Отдельно скажем про верблюда и ушко, про то, каково войти богатому в Царствие Небесное. В греческом тексте Евангелия эта формула звучала не так страшно: там сквозь иголье ушко надо было протянуть канат (kannata), но русский книжник прочел "kamala" - слово, всем курящим, да, кажется, уже и некурящим, известное как английское "camel", верблюд. Образ получился впечатляющий до крайности, и даже колоритом вполне сродни Святой Земле Палестине. Если учесть, что в той давней Руси "верблюдом" сначала называли слона, а уж потом только верблюда, то можно представить, какого страху должны были натерпеться те, кто выделялся богатством. Но ничего - от страху не обмерли. Кончались по другим причинам...
Старушка-монахиня просто сказала: "А не нам знать, голубчик", - вот тебе и вся философия. На Западе на этот счет - Богом ли кому суждено иметь богатство, сам ли он вправе его наживать, не чувствуя в том греха, написаны трактаты. А у нас: "буди милостив", и все тут. Нет, конечно, рассуждать пытались, но ни к чему определенному не пришли.

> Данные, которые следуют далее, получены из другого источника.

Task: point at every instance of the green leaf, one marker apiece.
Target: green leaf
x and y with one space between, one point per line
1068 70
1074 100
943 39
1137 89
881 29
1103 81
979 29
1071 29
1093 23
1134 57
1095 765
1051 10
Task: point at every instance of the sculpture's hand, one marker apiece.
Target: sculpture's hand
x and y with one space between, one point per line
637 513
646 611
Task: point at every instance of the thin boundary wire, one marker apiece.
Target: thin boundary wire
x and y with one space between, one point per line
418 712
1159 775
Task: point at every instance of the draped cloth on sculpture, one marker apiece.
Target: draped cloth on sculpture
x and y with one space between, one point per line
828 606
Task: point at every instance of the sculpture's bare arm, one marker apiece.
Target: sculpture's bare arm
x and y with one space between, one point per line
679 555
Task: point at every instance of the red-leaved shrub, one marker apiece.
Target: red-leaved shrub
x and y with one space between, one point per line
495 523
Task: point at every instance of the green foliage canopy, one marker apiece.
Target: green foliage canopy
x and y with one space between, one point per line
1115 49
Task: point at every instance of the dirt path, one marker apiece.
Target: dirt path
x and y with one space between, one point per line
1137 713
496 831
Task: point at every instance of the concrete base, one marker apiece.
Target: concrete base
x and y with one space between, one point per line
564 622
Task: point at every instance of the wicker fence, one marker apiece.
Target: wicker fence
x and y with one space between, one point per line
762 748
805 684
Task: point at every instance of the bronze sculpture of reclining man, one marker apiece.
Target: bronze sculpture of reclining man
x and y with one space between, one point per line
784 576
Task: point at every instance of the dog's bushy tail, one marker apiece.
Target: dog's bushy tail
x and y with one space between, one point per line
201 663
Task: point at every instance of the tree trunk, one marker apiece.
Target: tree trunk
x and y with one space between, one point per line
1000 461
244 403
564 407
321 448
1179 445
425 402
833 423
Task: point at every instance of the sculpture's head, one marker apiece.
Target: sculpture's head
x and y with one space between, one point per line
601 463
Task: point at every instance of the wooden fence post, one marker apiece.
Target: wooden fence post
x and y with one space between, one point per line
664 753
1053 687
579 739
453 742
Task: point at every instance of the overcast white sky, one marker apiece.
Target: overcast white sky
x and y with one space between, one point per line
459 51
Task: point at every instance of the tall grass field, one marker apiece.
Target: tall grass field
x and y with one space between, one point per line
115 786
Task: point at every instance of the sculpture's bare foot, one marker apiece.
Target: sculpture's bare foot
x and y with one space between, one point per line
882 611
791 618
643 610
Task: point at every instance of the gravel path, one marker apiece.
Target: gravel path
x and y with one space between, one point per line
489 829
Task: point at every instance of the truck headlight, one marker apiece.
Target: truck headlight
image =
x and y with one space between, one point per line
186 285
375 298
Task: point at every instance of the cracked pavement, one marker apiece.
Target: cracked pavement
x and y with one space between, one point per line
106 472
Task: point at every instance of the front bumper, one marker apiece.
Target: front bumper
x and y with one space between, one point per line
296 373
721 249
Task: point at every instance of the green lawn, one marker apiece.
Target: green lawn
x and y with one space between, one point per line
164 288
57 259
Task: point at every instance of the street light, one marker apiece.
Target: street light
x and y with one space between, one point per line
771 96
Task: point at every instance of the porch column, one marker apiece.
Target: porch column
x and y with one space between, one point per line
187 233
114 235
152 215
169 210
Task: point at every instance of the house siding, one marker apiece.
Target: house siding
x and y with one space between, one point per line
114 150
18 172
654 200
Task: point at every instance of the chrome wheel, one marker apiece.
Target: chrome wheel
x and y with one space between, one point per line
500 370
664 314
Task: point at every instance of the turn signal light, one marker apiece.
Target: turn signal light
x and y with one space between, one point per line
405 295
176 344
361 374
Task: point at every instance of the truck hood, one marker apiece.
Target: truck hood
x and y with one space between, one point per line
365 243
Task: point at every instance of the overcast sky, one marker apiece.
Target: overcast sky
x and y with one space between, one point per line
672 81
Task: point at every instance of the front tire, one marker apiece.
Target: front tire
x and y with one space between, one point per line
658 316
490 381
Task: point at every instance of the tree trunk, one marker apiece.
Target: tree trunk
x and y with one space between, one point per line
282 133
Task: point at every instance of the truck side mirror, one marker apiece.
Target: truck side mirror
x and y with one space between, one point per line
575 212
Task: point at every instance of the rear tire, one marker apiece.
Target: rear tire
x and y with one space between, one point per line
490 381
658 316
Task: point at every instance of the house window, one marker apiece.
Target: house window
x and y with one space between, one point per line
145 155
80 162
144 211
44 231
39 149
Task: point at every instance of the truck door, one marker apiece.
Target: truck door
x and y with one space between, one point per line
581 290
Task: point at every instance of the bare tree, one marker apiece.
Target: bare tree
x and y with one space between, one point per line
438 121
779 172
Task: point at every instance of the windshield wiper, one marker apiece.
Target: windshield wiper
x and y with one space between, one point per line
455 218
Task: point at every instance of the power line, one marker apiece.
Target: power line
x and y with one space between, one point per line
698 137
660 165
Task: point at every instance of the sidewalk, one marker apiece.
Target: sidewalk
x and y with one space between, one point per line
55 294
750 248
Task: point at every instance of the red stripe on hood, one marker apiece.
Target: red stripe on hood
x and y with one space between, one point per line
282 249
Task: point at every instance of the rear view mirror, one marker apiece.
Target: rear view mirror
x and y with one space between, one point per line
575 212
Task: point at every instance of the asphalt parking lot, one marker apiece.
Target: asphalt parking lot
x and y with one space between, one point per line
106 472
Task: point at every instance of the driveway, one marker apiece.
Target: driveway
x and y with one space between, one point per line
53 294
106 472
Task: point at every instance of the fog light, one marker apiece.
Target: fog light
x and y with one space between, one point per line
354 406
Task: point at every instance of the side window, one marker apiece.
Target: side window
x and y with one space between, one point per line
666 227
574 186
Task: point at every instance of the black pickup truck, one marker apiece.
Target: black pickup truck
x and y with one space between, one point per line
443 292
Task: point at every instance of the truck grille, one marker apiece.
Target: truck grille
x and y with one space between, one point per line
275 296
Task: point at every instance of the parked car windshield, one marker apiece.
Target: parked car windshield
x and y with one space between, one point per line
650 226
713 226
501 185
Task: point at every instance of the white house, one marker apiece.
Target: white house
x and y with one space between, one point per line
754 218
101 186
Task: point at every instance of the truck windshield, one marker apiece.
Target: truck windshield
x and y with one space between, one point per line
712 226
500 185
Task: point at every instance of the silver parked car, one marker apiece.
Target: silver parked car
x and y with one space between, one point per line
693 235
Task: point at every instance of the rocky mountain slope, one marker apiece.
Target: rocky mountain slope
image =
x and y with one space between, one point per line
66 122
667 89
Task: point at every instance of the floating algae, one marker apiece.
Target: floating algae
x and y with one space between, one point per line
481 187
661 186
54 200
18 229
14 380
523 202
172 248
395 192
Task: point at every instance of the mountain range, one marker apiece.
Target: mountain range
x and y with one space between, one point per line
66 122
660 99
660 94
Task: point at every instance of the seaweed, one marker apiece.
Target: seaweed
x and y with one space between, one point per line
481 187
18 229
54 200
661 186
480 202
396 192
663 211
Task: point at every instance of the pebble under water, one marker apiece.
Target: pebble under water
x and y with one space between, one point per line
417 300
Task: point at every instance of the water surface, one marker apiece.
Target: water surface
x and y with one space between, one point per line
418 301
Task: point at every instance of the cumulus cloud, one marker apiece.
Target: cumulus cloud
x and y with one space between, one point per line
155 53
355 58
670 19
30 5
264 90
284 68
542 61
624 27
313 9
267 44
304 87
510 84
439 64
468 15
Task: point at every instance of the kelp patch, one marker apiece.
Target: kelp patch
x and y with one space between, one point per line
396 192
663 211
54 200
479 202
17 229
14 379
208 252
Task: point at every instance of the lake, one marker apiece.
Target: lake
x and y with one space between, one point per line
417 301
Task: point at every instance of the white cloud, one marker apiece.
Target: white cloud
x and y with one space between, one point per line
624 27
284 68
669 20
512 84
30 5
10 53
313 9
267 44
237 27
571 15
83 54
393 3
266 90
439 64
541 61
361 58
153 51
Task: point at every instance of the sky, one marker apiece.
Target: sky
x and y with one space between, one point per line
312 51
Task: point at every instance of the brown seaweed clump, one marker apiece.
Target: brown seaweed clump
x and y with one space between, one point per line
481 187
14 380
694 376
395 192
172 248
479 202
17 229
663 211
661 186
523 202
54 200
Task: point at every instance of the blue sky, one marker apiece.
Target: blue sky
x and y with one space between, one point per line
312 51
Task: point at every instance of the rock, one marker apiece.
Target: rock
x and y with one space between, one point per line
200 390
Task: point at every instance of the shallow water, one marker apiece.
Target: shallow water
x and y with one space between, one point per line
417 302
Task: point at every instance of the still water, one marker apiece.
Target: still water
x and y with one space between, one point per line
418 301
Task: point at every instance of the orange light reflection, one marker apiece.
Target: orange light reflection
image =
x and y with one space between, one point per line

А при кончине - богатого ли, бедного ли - больше заботило, как "обустроить" его к дальнему пути.
Полузабытое
Обычаи на то и обычаи, что живут долго, дольше памяти человеческой об их назначении и смысле. Они уже и не понятны никому, ученые гадают об их происхождении, а обычаи живут себе и живут...
"Как только человек испускал дыхание, на окне ставили чашу с святой водой и миску с мукой или кашей (вероятно, с кутьей). Это был какой-то остаток язычества, существовавший не у одних русских, но и у татар", писал историк Н.И. Костомаров о временах стародавних.
У Ивана Шмелева в "Росстанях" об этом обычае говорится как об уже забывающемся:
"Пошли спать. Арина обошла комнаты, помолилась в каждой. Затворила окна. Оставила открытым только одно - к террасе. Тут у неё стояла чашка с водой. Еще в день кончины Данилы Степаныча выставила она её, - так всегда делали, - но её все выплескивали, не зная, зачем здесь чашка, и пили из неё квас. А она наливала новую. Теперь не выплеснут. Потом принесла чистое полотенце и вывесила за окно, к террасе. Так всегда делали. Вывесила, покрестилась и пошла к себе в боковую комнату. Стихло в доме".
И ныне можно ещё увидеть в некоторых домах, где недавно кто-нибудь умер, возле иконы, или на окне, или перед портретом покойного - стакан воды, накрытый кусочком хлеба. (И на поминках ставят рюмку водки, накрытую хлебом, обычно - черным, как бы обозначая тем незримое присутствие усопшего за поминальным столом.) Потому как "душа до шести недель бывает дома". И "чтобы душа обмылась".